As part of the project "Train the Best Sentence Embedding Model Ever with 1B Training Pairs," conducted during Hugging Face's Community Week using JAX/Flax, we developed state-of-the-art sentence embedding models. The project leveraged 7 TPUs v3-8 and guidance from Google's Flax, JAX, and Cloud team members.
Training Methodology
Model
Unlike words, sentences lack a finite set. Sentence embedding methods compose inner words into a final representation. For instance, the SentenceBERT model uses a Transformer followed by a pooling operation over contextualized word vectors.
Multiple Negative Ranking Loss
We used a contrastive training method with a dataset of sentence pairs (a_i, p_i) that share close meaning, such as (query, answer-passage) or (question, duplicate question). The model is trained to map paired sentences to nearby vectors and unpaired ones to distant vectors. This is known as training with in-batch negatives, InfoNCE, or NTXentLoss.
Formally, given a batch of n samples, the model optimizes the loss:
-1/n * sum_{i=1}^n exp(sim(a_i, p_i)) / sum_j exp(sim(a_i, p_j))
where sim is a similarity function (Cosine-Similarity or Dot-Product). We used a scaled similarity with factor C=20 to increase score differences.

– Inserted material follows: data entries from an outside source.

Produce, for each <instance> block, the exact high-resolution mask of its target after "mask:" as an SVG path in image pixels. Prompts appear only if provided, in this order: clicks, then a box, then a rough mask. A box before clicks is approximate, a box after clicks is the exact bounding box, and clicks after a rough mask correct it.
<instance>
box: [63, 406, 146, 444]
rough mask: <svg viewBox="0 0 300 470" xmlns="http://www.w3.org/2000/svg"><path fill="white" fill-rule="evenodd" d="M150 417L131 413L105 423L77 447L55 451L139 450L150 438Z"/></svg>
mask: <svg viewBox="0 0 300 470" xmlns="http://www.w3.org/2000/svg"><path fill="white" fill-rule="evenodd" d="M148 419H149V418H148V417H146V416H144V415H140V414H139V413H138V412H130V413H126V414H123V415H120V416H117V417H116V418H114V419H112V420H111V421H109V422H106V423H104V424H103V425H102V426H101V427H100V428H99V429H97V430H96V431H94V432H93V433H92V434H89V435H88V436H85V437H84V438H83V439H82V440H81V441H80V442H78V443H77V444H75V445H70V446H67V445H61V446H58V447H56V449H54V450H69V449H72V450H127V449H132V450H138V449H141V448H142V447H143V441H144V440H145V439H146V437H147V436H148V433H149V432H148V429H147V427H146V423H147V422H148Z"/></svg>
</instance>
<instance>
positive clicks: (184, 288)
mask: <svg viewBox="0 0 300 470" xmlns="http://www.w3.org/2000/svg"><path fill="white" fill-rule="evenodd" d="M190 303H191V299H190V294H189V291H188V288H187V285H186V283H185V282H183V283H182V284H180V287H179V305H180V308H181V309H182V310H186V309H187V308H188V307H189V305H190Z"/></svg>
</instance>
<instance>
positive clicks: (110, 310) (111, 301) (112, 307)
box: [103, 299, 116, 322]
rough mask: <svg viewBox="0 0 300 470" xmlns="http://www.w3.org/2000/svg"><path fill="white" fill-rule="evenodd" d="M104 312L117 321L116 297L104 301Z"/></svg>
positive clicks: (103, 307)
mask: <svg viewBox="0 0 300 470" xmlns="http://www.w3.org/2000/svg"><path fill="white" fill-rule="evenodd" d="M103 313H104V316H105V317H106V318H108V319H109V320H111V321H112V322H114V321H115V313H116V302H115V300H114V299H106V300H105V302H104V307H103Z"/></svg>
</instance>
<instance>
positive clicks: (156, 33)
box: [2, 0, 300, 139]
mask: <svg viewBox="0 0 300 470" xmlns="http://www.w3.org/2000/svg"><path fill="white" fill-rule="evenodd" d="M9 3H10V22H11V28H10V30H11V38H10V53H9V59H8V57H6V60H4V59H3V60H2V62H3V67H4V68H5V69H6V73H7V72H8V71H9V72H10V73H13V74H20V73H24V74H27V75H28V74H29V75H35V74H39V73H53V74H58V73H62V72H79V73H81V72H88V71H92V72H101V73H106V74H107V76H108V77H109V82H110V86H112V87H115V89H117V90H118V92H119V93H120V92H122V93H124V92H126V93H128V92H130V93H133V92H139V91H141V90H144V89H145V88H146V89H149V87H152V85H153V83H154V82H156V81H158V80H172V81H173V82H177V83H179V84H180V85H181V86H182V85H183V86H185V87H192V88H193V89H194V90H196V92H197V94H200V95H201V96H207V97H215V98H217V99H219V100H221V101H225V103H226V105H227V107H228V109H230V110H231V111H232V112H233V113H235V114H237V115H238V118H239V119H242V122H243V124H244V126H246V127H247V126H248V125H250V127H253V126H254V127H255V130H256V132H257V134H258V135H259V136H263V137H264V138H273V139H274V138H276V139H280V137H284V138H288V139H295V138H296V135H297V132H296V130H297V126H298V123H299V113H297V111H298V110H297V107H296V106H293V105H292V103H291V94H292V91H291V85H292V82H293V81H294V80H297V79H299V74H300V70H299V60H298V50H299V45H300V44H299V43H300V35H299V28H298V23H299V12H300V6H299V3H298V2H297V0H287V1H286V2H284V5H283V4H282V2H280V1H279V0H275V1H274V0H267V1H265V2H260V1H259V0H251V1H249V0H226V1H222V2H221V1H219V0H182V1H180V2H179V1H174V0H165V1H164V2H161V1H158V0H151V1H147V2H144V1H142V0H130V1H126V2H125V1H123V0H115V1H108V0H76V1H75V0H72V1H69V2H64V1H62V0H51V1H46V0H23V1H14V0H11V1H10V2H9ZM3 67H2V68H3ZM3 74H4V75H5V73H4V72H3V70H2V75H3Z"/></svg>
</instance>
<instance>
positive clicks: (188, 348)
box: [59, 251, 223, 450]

Improving Quality with Better Batches
Batch composition is key. We focused on three aspects:
- Size matters: Larger batch sizes improve performance in contrastive learning.
- Hard negatives: Including examples that are difficult to distinguish from positive pairs enhances learning.
- Cross-dataset batches: Mixing samples from multiple datasets within a batch helps learn global structure across topics.
Training Infrastructure and Data
The project benefited from efficient hardware, specifically TPUs developed by Google, which excel at matrix multiplications. TPUs have specific code requirements but provide substantial computational power.
The combination of large-scale data, careful batch design, and powerful infrastructure led to models that achieve strong performance on various sentence embedding benchmarks.